Version 1.1.3 tackles two problems signalled by users: 1) the possibility to make available the results of simulation for plotting them in other softwares. Now the random.polychor.pa will show, upon request, all the data used in the scree-plot. 2) The function polichoric() of the psych() package does not handle data matrices that include 0 as possible category and will cause the function to stop with error. So a check for the detection of the 0 code within the provided data.matrix is now added and will cause the random.polychor.pa function to stop with a warning message.

In version 1.1.3.5 a paramether was added, diff.fact, in order to simulate random dataset with the same probability of observing each category for each variable as that observed in the provided (empirical) dataset. This paramether was added for those reaserchers that want to replicate random datasets with the same distribution of item difficulties as the real data (Ledesma, Valero-Mora, 2007; Reckase, 2009, pp.216). Finally the search for zeroes within the provided datafile was removed, so data with zeroes are now accepted.

In version 1.1.3.6 a check for the range of quantile (beteen 0 and 1) was added.

In version 1.1.4 was added the possibility to choose between uniform and multinomial distribution, between random and boostrap distribution and between single or multiple sample parallel analysis. Also two switches were added: one allows to print or a default output (including only the number of factors to retain following Parallel Analysis and the scree-plot) or a full output (including the eigenvalues distributions of simulated and empirical data sets); the other switch allows to print a further Fit Statistics for the factor solutions indicated by the Parallel Analysis.
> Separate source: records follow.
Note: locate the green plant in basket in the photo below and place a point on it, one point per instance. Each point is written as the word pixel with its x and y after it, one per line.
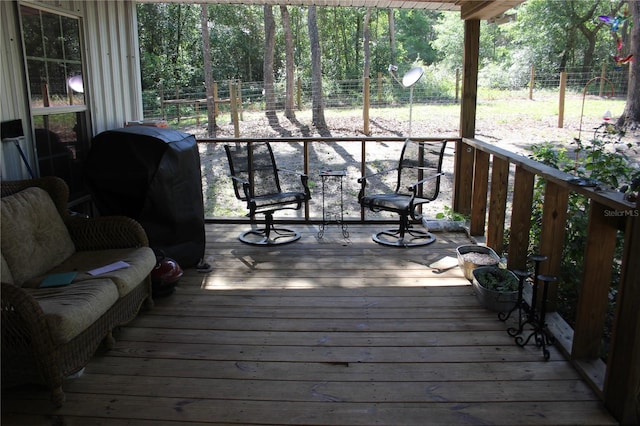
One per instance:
pixel 497 279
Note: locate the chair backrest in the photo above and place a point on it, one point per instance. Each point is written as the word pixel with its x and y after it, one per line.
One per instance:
pixel 254 163
pixel 420 160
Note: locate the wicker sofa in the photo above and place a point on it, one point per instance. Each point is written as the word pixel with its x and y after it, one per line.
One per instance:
pixel 51 333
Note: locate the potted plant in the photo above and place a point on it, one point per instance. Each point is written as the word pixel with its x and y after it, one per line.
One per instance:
pixel 471 256
pixel 495 288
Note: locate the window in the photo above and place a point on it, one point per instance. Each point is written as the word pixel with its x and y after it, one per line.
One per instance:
pixel 57 95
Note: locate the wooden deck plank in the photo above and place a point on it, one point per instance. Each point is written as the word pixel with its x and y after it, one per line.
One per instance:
pixel 320 332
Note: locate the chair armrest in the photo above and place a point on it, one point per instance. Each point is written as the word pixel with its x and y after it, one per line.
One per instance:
pixel 415 185
pixel 304 178
pixel 106 232
pixel 25 329
pixel 291 172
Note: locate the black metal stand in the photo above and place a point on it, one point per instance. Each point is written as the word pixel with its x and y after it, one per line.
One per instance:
pixel 521 305
pixel 338 215
pixel 529 314
pixel 540 332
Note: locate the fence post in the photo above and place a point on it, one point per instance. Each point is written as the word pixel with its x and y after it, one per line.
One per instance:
pixel 178 104
pixel 603 78
pixel 234 109
pixel 563 89
pixel 532 81
pixel 216 112
pixel 457 84
pixel 239 98
pixel 162 110
pixel 365 107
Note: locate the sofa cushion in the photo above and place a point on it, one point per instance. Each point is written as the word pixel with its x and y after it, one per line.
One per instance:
pixel 34 237
pixel 71 309
pixel 141 261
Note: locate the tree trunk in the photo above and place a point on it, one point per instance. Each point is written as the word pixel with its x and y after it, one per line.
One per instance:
pixel 269 46
pixel 630 118
pixel 208 77
pixel 317 108
pixel 289 66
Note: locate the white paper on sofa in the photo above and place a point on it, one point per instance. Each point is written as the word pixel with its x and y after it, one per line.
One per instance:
pixel 109 268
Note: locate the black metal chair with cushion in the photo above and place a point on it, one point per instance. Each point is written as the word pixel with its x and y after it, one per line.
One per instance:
pixel 418 182
pixel 256 181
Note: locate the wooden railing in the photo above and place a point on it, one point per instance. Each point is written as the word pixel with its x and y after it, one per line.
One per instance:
pixel 367 155
pixel 482 190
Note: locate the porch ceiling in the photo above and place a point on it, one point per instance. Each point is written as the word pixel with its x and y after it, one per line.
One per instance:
pixel 469 9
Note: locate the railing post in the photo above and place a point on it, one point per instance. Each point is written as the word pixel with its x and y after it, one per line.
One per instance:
pixel 498 204
pixel 554 221
pixel 521 218
pixel 623 375
pixel 365 110
pixel 216 110
pixel 596 280
pixel 463 177
pixel 532 81
pixel 479 193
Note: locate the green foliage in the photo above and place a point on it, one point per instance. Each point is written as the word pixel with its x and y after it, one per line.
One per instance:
pixel 598 160
pixel 449 214
pixel 496 279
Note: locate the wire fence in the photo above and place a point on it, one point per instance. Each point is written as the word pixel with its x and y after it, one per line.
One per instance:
pixel 180 103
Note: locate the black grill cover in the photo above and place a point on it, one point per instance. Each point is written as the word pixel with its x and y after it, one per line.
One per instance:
pixel 152 175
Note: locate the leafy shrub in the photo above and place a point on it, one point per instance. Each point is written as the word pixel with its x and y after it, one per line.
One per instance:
pixel 601 160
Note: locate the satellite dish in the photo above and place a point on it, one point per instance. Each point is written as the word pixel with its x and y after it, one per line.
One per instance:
pixel 412 76
pixel 75 83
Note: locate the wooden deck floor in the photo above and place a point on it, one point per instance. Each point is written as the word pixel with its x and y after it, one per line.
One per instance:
pixel 319 332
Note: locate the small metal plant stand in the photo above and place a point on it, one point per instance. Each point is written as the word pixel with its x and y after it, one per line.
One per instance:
pixel 332 213
pixel 530 314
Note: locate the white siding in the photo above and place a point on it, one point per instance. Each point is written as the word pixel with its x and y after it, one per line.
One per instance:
pixel 13 103
pixel 112 79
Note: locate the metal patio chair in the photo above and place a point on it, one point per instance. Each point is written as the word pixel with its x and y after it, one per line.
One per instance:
pixel 256 181
pixel 418 182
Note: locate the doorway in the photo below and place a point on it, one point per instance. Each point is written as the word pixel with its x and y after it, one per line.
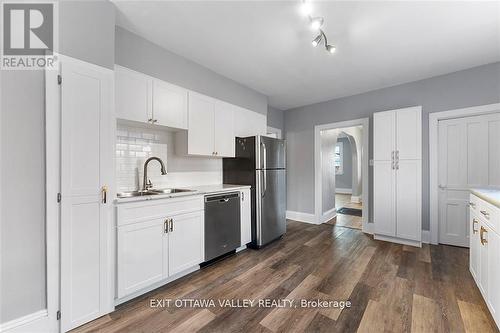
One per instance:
pixel 464 154
pixel 341 174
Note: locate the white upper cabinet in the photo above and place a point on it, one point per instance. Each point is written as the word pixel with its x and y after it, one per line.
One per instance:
pixel 384 135
pixel 224 129
pixel 169 105
pixel 142 98
pixel 211 128
pixel 133 95
pixel 201 133
pixel 408 134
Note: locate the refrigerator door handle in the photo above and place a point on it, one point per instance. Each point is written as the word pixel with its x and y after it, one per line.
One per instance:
pixel 264 172
pixel 264 155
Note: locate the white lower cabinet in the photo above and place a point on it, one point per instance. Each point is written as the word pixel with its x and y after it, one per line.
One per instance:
pixel 157 240
pixel 246 218
pixel 185 242
pixel 141 255
pixel 485 254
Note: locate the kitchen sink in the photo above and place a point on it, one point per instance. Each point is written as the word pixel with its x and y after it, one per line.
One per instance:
pixel 133 194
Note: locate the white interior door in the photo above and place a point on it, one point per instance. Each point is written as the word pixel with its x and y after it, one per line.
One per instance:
pixel 469 156
pixel 86 167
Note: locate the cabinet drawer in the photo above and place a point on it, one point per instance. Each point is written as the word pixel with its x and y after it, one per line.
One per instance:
pixel 490 214
pixel 146 210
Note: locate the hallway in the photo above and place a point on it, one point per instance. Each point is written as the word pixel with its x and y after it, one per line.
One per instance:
pixel 342 220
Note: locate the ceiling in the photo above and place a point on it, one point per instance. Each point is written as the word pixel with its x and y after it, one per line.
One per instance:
pixel 266 45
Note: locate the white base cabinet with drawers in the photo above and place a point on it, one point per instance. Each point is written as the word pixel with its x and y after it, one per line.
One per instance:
pixel 157 239
pixel 484 257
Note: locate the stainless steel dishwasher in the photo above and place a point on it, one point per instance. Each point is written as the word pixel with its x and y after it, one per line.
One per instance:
pixel 222 224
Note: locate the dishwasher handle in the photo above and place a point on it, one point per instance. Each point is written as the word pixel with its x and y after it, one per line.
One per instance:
pixel 222 198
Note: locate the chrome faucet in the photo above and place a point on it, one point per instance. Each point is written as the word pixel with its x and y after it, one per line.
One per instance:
pixel 146 184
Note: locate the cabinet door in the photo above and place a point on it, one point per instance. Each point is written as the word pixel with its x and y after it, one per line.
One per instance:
pixel 474 244
pixel 384 198
pixel 493 297
pixel 224 129
pixel 133 95
pixel 201 125
pixel 484 234
pixel 408 199
pixel 185 241
pixel 141 255
pixel 86 167
pixel 384 135
pixel 409 133
pixel 169 105
pixel 246 218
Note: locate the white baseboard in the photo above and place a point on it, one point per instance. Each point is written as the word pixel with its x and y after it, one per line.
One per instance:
pixel 397 240
pixel 301 217
pixel 328 215
pixel 355 198
pixel 426 236
pixel 25 323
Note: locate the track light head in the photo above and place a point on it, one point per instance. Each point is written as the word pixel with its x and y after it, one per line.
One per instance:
pixel 316 23
pixel 317 40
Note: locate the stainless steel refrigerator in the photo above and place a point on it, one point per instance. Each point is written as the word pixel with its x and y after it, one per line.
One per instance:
pixel 260 162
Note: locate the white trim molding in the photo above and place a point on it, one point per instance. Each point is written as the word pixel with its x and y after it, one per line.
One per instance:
pixel 364 122
pixel 434 119
pixel 301 217
pixel 32 322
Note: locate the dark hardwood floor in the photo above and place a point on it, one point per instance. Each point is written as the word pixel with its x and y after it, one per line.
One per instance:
pixel 392 288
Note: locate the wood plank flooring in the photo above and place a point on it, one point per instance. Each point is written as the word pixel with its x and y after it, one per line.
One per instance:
pixel 392 288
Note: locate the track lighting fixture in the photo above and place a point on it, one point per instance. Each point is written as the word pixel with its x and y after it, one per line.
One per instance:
pixel 317 40
pixel 316 24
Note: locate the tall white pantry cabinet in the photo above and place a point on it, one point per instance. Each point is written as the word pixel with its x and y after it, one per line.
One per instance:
pixel 397 174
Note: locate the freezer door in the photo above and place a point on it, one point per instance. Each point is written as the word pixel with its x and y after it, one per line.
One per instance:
pixel 271 205
pixel 270 153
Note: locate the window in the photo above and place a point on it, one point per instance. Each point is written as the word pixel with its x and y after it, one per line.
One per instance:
pixel 338 160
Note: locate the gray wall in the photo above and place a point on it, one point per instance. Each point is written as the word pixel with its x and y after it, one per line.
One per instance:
pixel 276 119
pixel 345 180
pixel 475 86
pixel 87 31
pixel 137 53
pixel 22 223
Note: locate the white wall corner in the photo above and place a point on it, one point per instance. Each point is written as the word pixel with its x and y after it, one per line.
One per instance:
pixel 426 236
pixel 328 215
pixel 301 217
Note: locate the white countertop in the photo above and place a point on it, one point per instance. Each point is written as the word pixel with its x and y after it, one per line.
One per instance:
pixel 196 190
pixel 490 195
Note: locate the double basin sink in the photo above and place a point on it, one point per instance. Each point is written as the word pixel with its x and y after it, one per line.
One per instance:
pixel 133 194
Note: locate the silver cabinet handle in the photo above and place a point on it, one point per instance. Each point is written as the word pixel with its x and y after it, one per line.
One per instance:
pixel 264 159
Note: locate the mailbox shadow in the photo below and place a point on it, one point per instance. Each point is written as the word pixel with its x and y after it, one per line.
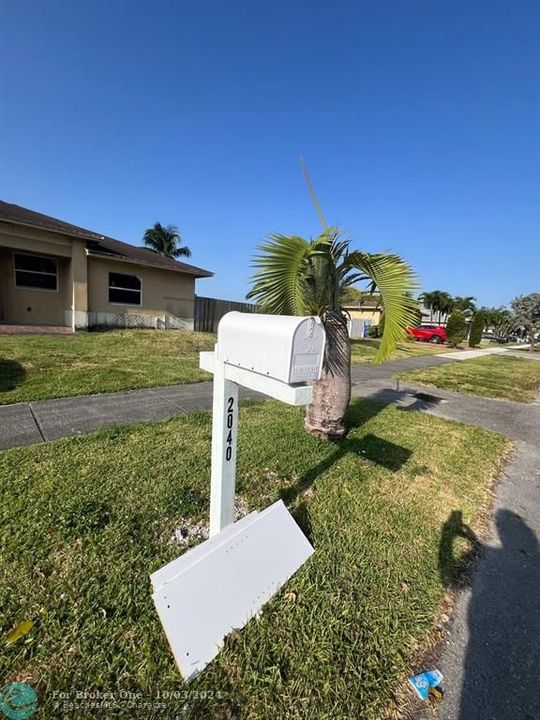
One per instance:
pixel 12 374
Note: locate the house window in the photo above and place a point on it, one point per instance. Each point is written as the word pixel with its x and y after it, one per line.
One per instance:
pixel 38 273
pixel 124 289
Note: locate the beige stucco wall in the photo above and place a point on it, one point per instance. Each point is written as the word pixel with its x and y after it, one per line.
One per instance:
pixel 166 295
pixel 25 306
pixel 83 295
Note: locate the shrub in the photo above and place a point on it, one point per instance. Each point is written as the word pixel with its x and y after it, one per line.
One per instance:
pixel 456 328
pixel 477 327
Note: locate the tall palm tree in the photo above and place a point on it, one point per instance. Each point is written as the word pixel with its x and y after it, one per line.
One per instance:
pixel 165 240
pixel 295 276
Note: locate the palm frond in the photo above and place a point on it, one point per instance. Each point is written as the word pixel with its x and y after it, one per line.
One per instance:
pixel 313 196
pixel 394 278
pixel 279 283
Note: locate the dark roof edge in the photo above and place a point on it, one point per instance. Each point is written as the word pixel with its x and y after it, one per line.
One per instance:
pixel 182 268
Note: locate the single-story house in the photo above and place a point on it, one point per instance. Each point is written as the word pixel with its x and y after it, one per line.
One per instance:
pixel 55 273
pixel 367 310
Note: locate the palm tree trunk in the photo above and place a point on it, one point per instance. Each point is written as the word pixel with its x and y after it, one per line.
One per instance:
pixel 325 417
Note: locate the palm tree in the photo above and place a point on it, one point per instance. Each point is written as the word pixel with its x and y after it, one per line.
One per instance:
pixel 445 304
pixel 165 240
pixel 295 276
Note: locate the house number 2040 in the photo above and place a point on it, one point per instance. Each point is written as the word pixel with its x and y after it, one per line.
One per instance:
pixel 230 423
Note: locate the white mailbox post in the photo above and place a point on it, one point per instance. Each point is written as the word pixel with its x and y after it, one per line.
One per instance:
pixel 223 582
pixel 272 354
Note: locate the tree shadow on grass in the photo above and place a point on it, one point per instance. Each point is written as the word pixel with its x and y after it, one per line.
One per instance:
pixel 12 374
pixel 369 447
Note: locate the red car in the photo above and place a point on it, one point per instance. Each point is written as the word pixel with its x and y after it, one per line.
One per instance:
pixel 429 333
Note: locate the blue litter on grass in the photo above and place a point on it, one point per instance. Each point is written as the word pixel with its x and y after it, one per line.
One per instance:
pixel 423 681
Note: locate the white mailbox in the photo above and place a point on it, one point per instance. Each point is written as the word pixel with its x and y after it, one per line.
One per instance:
pixel 218 585
pixel 287 348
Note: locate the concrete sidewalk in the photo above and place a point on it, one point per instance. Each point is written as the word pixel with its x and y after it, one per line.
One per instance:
pixel 43 420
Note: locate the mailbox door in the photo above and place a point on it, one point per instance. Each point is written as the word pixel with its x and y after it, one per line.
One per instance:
pixel 307 351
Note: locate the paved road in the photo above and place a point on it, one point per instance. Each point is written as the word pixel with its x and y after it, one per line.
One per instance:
pixel 491 655
pixel 34 422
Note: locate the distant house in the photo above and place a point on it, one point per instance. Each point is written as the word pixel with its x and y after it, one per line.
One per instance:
pixel 55 273
pixel 368 310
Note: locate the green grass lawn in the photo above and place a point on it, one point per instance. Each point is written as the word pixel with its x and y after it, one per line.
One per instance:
pixel 84 521
pixel 491 376
pixel 36 367
pixel 39 367
pixel 364 350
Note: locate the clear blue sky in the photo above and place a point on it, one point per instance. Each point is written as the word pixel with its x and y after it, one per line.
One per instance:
pixel 419 121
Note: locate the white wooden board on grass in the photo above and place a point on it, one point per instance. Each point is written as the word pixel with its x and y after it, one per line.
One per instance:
pixel 222 583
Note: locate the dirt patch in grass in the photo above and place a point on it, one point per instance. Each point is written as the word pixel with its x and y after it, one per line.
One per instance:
pixel 84 521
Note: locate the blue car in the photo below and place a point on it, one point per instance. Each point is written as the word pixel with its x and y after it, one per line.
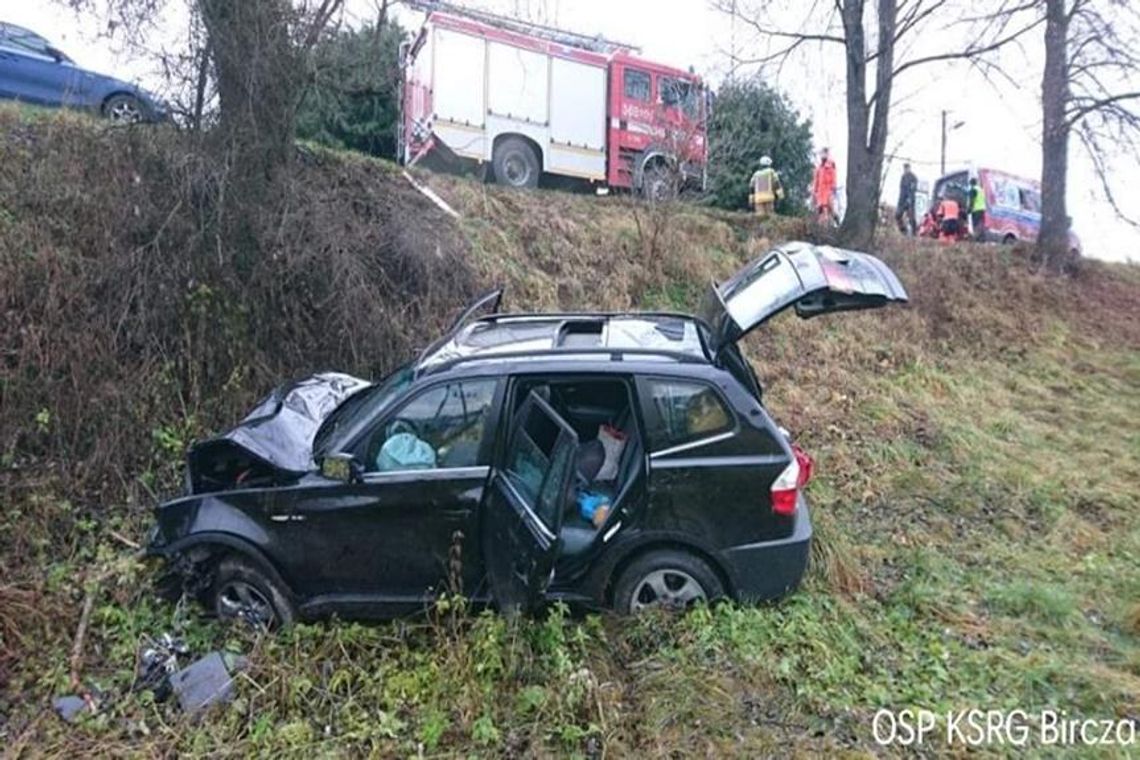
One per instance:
pixel 33 71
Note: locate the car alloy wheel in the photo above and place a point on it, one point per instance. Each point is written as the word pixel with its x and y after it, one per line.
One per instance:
pixel 124 111
pixel 667 589
pixel 241 601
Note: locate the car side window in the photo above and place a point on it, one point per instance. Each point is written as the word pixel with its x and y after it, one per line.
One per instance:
pixel 636 84
pixel 537 465
pixel 685 411
pixel 24 41
pixel 440 428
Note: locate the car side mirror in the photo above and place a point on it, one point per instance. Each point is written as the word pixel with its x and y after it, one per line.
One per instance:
pixel 341 467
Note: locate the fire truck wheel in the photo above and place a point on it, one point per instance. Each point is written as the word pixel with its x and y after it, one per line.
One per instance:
pixel 658 185
pixel 515 164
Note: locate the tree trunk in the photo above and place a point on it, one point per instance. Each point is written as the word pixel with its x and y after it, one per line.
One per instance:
pixel 866 120
pixel 259 83
pixel 1052 242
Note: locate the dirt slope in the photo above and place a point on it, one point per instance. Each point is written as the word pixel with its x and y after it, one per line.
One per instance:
pixel 976 500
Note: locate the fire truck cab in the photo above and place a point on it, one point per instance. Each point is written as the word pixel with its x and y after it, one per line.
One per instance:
pixel 527 100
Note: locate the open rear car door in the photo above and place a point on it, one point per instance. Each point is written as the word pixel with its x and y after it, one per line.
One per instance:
pixel 523 509
pixel 814 278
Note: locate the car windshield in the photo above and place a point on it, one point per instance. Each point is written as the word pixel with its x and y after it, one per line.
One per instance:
pixel 363 406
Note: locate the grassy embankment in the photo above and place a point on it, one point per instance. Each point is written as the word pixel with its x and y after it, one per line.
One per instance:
pixel 976 498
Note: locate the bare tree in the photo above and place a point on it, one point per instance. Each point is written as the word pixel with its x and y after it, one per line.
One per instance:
pixel 1089 86
pixel 877 39
pixel 253 54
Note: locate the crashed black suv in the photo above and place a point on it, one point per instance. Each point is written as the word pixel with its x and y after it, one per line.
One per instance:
pixel 611 459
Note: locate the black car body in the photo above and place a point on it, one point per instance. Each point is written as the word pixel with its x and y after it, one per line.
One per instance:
pixel 465 468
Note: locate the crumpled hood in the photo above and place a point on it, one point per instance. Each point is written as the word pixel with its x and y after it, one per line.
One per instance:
pixel 281 428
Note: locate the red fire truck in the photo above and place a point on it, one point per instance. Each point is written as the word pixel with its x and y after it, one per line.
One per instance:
pixel 527 100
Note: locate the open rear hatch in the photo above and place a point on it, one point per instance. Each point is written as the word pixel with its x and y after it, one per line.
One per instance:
pixel 815 279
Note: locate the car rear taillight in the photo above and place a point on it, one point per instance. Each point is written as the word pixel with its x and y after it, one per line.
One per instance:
pixel 794 477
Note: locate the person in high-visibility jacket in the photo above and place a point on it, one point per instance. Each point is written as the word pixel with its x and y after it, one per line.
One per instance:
pixel 823 188
pixel 977 206
pixel 765 188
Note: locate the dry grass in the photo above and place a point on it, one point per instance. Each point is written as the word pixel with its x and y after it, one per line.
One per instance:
pixel 976 452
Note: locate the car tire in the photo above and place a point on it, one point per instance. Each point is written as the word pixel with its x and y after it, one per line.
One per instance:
pixel 515 164
pixel 123 108
pixel 242 593
pixel 667 579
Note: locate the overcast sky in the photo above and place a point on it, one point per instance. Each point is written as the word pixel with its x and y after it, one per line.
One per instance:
pixel 1000 130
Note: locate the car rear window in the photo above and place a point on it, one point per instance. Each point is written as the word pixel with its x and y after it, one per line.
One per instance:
pixel 685 411
pixel 537 465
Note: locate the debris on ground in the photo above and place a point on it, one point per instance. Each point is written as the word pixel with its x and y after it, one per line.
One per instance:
pixel 206 681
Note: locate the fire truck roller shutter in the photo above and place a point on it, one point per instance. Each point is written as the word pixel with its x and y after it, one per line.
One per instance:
pixel 577 139
pixel 458 92
pixel 519 82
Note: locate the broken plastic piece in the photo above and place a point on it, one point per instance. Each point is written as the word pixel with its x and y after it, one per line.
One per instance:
pixel 205 681
pixel 68 707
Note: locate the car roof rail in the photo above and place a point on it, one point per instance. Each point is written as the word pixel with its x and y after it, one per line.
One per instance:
pixel 615 354
pixel 493 296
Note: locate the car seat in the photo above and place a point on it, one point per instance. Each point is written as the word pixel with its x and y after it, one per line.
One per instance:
pixel 577 533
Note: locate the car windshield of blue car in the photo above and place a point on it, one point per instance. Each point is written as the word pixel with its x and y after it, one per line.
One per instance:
pixel 361 406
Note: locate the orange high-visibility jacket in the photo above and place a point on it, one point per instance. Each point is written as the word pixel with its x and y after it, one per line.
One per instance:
pixel 823 186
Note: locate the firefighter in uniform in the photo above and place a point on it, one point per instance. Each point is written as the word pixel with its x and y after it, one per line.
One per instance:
pixel 765 188
pixel 977 206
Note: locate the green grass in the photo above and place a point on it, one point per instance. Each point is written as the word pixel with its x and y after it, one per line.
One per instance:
pixel 976 507
pixel 990 580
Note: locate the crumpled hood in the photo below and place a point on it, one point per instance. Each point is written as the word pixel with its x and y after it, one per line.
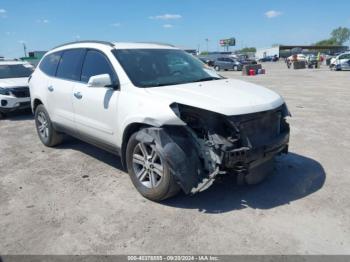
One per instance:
pixel 226 96
pixel 14 82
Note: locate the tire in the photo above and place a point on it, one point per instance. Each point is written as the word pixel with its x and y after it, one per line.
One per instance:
pixel 146 176
pixel 46 132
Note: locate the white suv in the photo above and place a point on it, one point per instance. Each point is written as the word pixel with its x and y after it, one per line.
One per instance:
pixel 14 90
pixel 175 123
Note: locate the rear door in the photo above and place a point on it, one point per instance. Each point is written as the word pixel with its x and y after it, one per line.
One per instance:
pixel 60 87
pixel 96 107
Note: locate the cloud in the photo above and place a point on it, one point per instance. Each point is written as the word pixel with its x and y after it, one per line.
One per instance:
pixel 3 13
pixel 166 17
pixel 116 24
pixel 43 21
pixel 168 26
pixel 273 13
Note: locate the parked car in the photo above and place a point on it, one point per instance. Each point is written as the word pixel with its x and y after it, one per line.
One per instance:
pixel 226 63
pixel 206 60
pixel 245 60
pixel 266 59
pixel 14 90
pixel 312 61
pixel 340 62
pixel 174 128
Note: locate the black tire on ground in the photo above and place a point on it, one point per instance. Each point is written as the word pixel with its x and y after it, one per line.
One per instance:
pixel 2 115
pixel 51 138
pixel 167 186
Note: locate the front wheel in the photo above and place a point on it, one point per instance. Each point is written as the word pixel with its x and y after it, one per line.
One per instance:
pixel 149 171
pixel 46 132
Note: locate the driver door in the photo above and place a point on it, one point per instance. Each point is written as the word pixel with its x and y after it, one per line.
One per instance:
pixel 96 107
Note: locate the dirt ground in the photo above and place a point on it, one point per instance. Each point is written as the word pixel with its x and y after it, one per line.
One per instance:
pixel 75 199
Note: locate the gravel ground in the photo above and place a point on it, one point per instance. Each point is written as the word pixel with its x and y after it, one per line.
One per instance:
pixel 75 199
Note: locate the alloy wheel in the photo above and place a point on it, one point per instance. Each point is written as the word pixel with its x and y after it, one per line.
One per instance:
pixel 147 165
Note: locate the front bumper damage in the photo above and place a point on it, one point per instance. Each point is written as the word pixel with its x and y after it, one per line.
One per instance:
pixel 212 144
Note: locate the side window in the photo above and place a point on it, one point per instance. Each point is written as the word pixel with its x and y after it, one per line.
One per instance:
pixel 96 63
pixel 49 63
pixel 70 64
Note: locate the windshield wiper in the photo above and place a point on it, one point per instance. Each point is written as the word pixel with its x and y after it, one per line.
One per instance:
pixel 207 79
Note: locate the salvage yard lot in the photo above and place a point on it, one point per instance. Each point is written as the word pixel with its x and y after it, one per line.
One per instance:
pixel 75 199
The default value of the comparison is set to random and this means that random uniform samples (runif()) will be computed. Two types of distribution are available: the uniform distribution and the multinomial distribution (Liu and Rijmen, 2008). To switch between them just set accordingly the parameter distr. As method of resampling is now also available the bootstrap method that is based on random permutations of cases obtained via the boot() function.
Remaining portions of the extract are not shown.